Yesterday I finally adapted my Y4M converter (which does AVI <-> Yuv4MPEG with RGB <-> YUV color conversion and up/down sample, and uses various good methods of YUV, such as out of gamut chroma spill, lsqr optimized conversion, etc.). I added support for the "rec601" (JPEG) and "bt709" (HDTV) versions of YUV (and by "YUV" I mean YCbCr in gamma-encoded space), with both 0-255 and 16-235 range support. I figured I would stress test it by trying to use it in place of ffmpeg in my h264 pipeline for the Y4M conversion. And I found the old brightness problem.
It turns out that when I make an x264 encode and then play it back through DirectShow (with ffdshow), the player is using the "BT 709" yuv matrix (in 16-235 range) (*). When I use MPlayer to play it back and write out frames, it's using the "rec 601" yuv matrix (in 16-235 range).
this appears to be because there's nothing specified in the stream and ffdshow will pick the matrix based on the resolution of the video - so that will super fuck you, depending on the size of the video you need to pick a different matrix (it's trying to do the right thing for HDTV vs SDTV standard video). Their heuristic is :.
width > 1024 or height >= 600: BT.709 width <=1024 and height < 600: BT.601 *)
(in theory x264 doesn't do anything to the YUV planes - I provide it y4m, and it just works on yuv as bytes that it doesn't know anything about; the problem is the decoders which are doing their own thing).
The way I'm doing it now is I make the Y4M myself in rec601 space, let x264 encode it, then extract frames with mplayer (which seems to always use 601 regardless of resolution). If there was a way to get the Y4M directly out of x264 that would make it much easier because I could just do my own yuv->rgb (the only way I've found to do this is to use ffmpeg raw output).

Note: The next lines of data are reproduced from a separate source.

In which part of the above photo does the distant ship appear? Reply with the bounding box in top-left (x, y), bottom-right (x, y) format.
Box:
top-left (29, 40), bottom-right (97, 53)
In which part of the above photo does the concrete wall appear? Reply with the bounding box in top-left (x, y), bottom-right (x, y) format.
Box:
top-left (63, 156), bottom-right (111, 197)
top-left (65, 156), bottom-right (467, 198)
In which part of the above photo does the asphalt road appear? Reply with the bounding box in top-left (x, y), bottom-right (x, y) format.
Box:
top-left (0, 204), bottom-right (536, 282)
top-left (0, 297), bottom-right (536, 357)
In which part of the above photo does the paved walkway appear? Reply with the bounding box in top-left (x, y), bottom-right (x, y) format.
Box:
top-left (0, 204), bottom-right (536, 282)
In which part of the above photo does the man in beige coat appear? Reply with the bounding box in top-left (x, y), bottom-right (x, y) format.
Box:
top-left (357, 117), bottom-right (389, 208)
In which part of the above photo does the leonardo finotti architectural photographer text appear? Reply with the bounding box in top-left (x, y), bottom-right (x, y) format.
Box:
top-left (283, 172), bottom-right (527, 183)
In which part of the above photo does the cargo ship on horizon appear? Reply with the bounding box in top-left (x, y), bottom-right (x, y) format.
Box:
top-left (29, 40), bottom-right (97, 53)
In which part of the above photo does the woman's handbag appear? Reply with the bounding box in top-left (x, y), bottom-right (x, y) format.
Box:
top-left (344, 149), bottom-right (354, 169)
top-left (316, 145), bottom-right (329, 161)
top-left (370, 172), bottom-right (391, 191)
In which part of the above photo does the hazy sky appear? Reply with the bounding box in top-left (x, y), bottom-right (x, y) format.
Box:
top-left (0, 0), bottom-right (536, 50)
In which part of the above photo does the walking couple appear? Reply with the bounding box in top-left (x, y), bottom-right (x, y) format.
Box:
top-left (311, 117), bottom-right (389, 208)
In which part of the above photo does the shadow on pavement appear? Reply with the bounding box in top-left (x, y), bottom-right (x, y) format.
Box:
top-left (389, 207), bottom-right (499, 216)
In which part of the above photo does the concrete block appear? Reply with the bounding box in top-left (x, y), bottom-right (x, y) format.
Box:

Unfortunately Y4M itself doesn't seem to have any standardized tag to indicate what kind of yuv data is in the container. I've made up my own ; I write an xtag that contains :
yuv=pc.601 yuv=pc.709 yuv=bt.601 yuv=bt.709where "bt" implies 16-235 luma (16-240 chroma) and "pc" implies 0-255 (fullrange).

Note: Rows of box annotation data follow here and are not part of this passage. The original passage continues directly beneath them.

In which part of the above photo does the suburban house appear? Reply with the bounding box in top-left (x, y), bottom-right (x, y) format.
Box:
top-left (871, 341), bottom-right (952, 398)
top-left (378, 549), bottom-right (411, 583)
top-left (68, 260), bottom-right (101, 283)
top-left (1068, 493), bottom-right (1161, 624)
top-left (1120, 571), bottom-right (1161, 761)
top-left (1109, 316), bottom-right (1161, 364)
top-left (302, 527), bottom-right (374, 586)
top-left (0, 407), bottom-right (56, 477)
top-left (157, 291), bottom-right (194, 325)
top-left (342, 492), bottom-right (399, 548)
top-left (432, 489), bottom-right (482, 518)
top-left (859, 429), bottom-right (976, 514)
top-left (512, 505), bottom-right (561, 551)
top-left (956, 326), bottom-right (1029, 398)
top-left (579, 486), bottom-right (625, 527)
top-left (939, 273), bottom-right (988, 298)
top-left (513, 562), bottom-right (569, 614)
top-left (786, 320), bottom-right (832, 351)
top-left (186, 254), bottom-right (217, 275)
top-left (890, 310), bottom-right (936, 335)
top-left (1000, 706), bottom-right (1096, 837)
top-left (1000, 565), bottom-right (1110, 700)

x264 has a bunch of --colormatrix options to tag the color space in the H264 stream, but apparently many players don't respect it, so the recommended practice is to use the color space that matches your resolution (eg. 709 for HD and 601 for SD). (the --colormatrix options you want are bt709 and bt470bg , I believe).
Some notes by other people :
TV capture "SD" mpeg2 720x576i -> same res in mpe4, so use --colormatrix bt601 --fullrange ? TV capture "HD" mpeg2 1440x1080i -> same res in mpe4, so use --colormatrix bt709 --fullrange ? look at table E-3 (Colour Primaries) in the H.264 spec: bt470bg = bt601 625 = bt1358 625 = bt1700 625 (PAL/SECAM) smpte170m = bt601 525 = bt1358 525 = bt1700 NTSC (yes, PAL and NTSC have different bt601 matrices here) yup there's only: --colormatrix
<string> Specify color matrix setting ["undef"] - undef, bt709, fcc, bt470bg, smpte170m, smpte240m, GBR, YCgCo
ADDENDUM : god damn the color matrix change in bt.709 is so retarded. While in theory the phosphors of HDTVs match 709 better than 601, that is actually pretty irrelevant, since YCbCr is run in gamma-corrected space, and we do the chroma sub-sample, and so on ( see Mag of nonconst luminance error - Charles Poynton ). The actual practical effect of the 709 new matrix is that we're watching lots of videos with badly shifted brightness and saturation. In reality, it just made video quality much much worse.
(I also don't understand the 16-235 range that was used in MPEG. Yeah yeah, NTSC needs the top and bottom of the signal for special codes, fine, but why does that have to be hard-coded into the digital signal? The special region at top and bottom is an *analog* thing. The video could have been full range 0-255 in the digital encoding, and then in the DAC output you just squish it into the middle 7/8 of the signal band. Maybe there's something going on that I don't understand, but it just seems like terrible software engineering design to take the weird quirk of one system (NTSC analog output) and push that quirk back up the pipeline to affect something (digital encoding format) that it doesn't need to).